Obama poised for four more years of limited room for manoeuvre
Obama’s meagre sum of achievements in office and the poor state of the economy was always going to make it difficult for him to run for re-election on his record. His decision to conduct such a relentlessly negative campaign sits uncomfortably, however, with the president’s promise to take his country beyond its political, ethnic and social divisions.
In the speech to the 2004 Democratic convention that launched his national career, Obama denounced “those who are preparing to divide us, the spin masters and negative ad peddlers who embrace the politics of anything goes”. Eight years later, the president of hope and change is running an ad in Ohio with the tagline “Mitt Romney.

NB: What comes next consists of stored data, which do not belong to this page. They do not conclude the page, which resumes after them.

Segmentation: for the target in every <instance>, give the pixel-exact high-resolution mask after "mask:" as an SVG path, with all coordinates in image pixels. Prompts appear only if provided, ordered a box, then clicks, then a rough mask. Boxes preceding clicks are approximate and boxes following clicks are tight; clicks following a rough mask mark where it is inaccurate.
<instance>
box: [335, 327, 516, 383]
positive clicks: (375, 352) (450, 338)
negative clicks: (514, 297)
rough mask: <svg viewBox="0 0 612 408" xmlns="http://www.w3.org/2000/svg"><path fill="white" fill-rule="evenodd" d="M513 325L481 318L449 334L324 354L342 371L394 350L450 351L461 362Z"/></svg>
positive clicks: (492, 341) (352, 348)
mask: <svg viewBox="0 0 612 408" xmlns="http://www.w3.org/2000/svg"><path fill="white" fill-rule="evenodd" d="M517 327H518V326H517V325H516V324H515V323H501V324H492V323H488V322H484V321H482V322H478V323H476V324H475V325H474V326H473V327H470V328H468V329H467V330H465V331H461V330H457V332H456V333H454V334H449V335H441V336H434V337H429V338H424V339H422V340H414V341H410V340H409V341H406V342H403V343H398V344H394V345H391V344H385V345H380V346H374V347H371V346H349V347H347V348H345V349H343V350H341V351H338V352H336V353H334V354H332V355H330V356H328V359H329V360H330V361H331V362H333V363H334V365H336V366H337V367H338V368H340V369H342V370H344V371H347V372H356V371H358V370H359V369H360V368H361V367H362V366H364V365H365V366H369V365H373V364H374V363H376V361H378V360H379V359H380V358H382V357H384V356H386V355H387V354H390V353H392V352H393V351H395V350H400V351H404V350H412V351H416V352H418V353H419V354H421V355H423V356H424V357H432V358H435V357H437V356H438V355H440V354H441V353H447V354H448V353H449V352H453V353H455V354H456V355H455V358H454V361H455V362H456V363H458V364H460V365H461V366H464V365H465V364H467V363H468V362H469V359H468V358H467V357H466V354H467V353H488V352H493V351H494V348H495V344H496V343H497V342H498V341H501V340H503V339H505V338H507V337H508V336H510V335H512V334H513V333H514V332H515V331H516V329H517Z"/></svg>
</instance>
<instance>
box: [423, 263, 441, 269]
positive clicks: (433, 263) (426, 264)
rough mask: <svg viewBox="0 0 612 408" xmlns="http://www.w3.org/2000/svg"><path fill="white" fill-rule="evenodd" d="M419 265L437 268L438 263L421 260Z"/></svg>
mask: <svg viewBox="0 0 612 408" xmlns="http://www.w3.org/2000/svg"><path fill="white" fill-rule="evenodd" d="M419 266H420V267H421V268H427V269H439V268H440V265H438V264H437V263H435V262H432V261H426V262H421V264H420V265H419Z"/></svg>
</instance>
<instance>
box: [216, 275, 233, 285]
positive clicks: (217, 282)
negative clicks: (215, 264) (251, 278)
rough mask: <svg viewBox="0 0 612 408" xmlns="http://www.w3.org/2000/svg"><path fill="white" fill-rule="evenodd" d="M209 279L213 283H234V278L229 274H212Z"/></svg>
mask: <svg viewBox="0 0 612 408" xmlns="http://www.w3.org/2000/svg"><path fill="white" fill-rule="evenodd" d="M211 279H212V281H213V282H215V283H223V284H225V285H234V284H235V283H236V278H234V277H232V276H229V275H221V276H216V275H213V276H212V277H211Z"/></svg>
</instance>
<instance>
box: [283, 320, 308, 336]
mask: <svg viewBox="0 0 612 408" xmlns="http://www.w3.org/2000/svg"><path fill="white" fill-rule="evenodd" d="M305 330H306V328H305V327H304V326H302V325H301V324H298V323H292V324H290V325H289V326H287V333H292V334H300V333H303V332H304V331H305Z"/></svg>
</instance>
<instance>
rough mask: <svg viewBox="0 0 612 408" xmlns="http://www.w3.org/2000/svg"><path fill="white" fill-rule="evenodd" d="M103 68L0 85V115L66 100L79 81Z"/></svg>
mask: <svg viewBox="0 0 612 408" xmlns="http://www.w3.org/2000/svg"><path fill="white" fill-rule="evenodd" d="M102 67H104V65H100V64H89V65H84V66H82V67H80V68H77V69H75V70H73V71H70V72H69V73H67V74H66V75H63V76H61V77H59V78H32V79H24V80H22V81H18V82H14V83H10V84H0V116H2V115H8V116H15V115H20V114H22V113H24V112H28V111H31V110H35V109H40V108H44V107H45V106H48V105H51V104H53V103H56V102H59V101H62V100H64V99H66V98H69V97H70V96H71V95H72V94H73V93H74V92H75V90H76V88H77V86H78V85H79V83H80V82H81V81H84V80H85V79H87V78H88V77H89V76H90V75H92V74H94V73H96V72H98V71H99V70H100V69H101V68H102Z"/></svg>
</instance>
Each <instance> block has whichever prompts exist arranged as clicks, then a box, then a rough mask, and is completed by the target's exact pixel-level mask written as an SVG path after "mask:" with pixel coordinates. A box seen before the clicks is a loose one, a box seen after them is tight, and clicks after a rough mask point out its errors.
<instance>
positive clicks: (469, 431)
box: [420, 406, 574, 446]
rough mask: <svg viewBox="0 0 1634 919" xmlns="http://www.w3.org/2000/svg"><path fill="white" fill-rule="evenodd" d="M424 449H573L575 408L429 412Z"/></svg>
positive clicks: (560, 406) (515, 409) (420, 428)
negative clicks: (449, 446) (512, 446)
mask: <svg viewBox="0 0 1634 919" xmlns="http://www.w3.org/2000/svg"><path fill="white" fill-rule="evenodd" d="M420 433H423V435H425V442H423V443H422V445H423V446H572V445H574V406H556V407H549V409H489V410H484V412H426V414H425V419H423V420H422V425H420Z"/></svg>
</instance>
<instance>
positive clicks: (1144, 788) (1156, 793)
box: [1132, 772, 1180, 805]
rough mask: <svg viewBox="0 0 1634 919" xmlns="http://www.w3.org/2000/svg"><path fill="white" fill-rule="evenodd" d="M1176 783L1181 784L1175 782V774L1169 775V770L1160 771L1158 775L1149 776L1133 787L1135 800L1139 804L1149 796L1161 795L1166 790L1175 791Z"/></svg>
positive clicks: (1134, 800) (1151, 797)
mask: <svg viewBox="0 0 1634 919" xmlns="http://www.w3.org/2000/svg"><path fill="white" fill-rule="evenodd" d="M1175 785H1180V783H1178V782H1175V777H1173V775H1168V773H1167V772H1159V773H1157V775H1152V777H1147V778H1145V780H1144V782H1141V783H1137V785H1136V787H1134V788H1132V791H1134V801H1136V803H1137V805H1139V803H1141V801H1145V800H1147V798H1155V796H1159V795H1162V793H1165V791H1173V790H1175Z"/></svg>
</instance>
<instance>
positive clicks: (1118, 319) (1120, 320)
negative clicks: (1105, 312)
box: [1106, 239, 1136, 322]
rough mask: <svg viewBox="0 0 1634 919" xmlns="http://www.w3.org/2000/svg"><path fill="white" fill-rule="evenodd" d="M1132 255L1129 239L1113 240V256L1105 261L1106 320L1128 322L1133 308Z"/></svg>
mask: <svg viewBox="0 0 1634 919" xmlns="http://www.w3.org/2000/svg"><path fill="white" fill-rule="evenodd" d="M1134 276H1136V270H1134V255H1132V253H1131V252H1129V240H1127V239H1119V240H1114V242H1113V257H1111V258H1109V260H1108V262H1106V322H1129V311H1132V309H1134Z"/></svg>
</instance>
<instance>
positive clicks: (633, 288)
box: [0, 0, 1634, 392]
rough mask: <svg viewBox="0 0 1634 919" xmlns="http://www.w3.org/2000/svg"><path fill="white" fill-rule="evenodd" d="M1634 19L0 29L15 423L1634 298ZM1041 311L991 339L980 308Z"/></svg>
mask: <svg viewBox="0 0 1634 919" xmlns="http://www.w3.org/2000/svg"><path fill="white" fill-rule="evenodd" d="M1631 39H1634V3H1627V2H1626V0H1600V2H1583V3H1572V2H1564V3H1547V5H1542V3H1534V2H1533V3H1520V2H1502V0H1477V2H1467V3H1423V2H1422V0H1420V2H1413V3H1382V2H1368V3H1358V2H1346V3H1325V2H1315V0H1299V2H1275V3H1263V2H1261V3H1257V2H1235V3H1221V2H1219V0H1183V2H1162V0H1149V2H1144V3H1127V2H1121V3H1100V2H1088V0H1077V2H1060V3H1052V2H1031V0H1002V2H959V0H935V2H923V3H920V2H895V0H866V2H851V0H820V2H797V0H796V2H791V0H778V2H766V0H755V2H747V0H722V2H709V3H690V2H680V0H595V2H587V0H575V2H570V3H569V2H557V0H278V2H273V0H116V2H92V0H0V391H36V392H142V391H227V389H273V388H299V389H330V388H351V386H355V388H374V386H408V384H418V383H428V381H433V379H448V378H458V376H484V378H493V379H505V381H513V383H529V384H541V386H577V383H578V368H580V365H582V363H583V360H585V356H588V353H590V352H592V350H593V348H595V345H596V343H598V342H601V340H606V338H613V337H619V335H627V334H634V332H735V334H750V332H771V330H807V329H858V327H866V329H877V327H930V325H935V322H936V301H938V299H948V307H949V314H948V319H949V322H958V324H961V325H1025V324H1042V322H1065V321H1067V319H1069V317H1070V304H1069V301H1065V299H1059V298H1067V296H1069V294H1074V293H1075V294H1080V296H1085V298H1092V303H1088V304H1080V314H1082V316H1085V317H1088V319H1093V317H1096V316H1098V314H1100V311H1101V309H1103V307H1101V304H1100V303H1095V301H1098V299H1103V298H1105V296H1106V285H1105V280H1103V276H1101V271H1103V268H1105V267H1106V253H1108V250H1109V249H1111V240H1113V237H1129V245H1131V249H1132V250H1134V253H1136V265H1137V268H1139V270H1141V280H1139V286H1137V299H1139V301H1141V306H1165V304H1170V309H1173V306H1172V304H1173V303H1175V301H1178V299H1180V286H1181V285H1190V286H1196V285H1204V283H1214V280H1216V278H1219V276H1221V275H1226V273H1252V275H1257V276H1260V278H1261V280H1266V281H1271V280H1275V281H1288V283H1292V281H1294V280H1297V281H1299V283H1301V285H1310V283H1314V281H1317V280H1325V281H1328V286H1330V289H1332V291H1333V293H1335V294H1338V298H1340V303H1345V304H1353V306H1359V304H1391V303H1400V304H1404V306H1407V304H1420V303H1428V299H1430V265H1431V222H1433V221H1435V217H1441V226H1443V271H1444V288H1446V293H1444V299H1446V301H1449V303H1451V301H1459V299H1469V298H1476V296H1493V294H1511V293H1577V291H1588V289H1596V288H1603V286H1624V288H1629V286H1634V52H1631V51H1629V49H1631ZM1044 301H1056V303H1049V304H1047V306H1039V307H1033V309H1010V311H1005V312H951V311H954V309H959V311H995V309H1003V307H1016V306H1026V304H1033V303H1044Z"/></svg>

Not one of us”, echoing a slogan that has long been used as a racial code in US politics.
Obama’s negative campaign is not just distasteful, it could also make governing in a second term even more problematic than in the first. All polls suggest that the Republicans will retain control of the House of Representatives, even if they fail to wrest the Senate majority from the Democrats.
Congressional Republicans were unco-operative with Obama from the start but the president must share the blame for his failure to work successfully with them. Bob Woodward’s recent book The Price of Politics catalogues Obama’s miscalculations and insensitivities as he sought to reach a deal with Congress over the federal debt last year.
The two sides avoided a government shutdown by postponing the “fiscal cliff” – a massive reduction in the budget deficit through a combination of spending cuts and tax revenues – until the beginning of 2013. If the two sides fail to agree a budget-cutting package, cuts totalling $110 billion a year will be imposed for the next 10 years, evenly divided between defence and non-defence discretionary spending.
Obama is confident that, if he wins next Tuesday, he will be able to agree with Republicans a $4 trillion “Grand Bargain” of spending cuts, tax reforms, changes to entitlement programmes for seniors and tax increases on the wealthiest Americans.
“It will probably be messy,” he told the Des Moines Register last month. “It won’t be pleasant. But I am absolutely confident that we can get what is the equivalent of the grand bargain that I’ve been offering to the Republicans for a very long time.”
Given that no congressional Republican has voted for a tax increase for more than 20 years and the strength of the anti-tax Tea Party movement among party activists, it is difficult to share the president’s optimism about the prospects for a deal. If Congress refuses to legislate for an end to George W Bush’s tax cuts for the wealthy, Obama and his Democratic allies can simply allow them to expire. That would solve most of the budget problem but would almost certainly poison the atmosphere in Washington even further.